A ball hit to the 9th hole takes an hour to land. The reason is, Saskatchewan doesn't go on daylight saving time, but North Dakota does. So, if you hit a ball, for example at 8pm, its 9pm when it lands on the 9th green. There is no visible border crossing, just a gravel road, so you can buy American or Canadian beer and cigarettes at the golf club.

One night a week is Men's Night - Golf and steak for a reduced price, and the women get the same deal another night. Membership is really inexpensive. Being in a small town, people drive their golf carts from all over town to go to the course.

Muirfield, Gullane, Scotland

It goes without saying that Muirfield is one of the finest golf courses in the world. Its heritage as the venue for who knows how many British Open Championships speaks volumes as to the quality of the course.

On the southern side of the Firth of Forth on the east coast of Scotland, east-south-east of Edinburgh, Muirfield is without doubt a links course. Its sandy soil makes for immaculate drainage and the toughest rough you are ever likely to encounter. With concrete-hard greens cut to within a nanometre of their life (and therefore lightning fast), bunkers so deep that Hitler would have thought twice about invading, and fairways that only open up after 200 yards... anyone would have thought they didn't want you to get to the green!

Every round at Muirfield is different and it doesn't forgive any mistakes... see how Tiger Woods was destroyed on the third day of the 2002 Open. Each hole challenges you in a new way - the bunkers aren't wide expanses of sand with low lips, they're craters with vertical walls - do you risk hitting the lip and ending up back in the sand or do you consign yourself to dropping a shot by playing out backwards?

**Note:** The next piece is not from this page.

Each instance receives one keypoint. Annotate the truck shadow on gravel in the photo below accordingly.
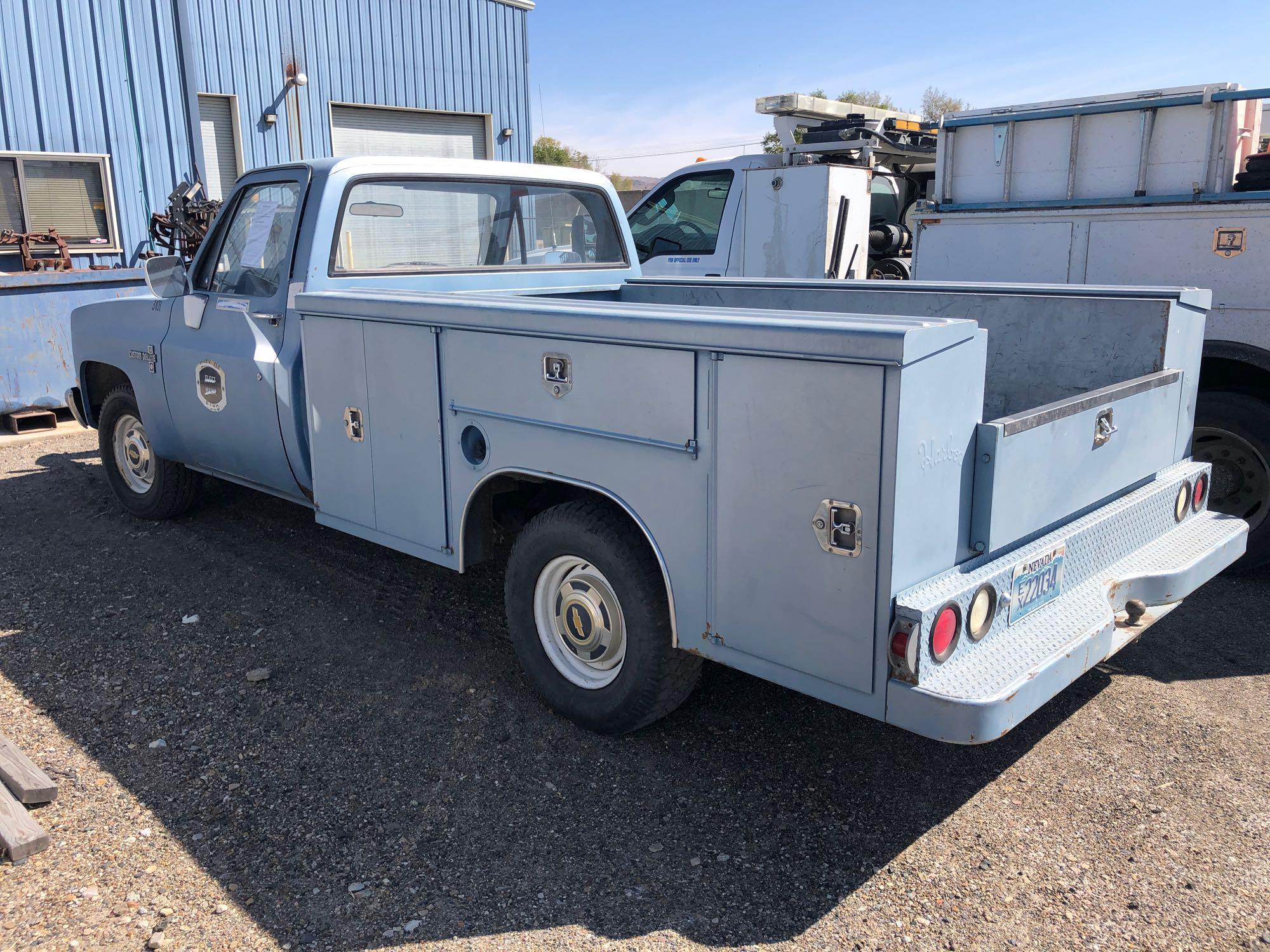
(397, 747)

It is a members only course, which means that it's almost always deserted which is lucky for we few who are sons/grandsons of members... anyone fancy a round? I believe that it is possible to fork out a small fortune for the pleasure of playing, but weekends are generally off limits and it's worth getting an introduction only because they can be quite snooty. Women aren't allowed in the clubhouse at all and it's very old school tie, but it's still one hell of a course.

The Moon

Just before departure from the Moon on Apollo 14 mission, Alan B Shepard drove a golf ball on the lunar surface. He drove with a 6-iron with an extended shaft to enable him to play in his bulky suit. However the moon's lighter gravity made this man's longest drive at the time despite the unconventional attire of the player.

1Since 2000 it has become the Two Million Dollar Challenge.2Of the highest quality.3Long-hitting US golfer.4French golfer who famously 'threw' The Open in 2000 with a series of bizarre shots on the 18th, one of which saw him knee-deep in water contemplating hitting the ball out of a river.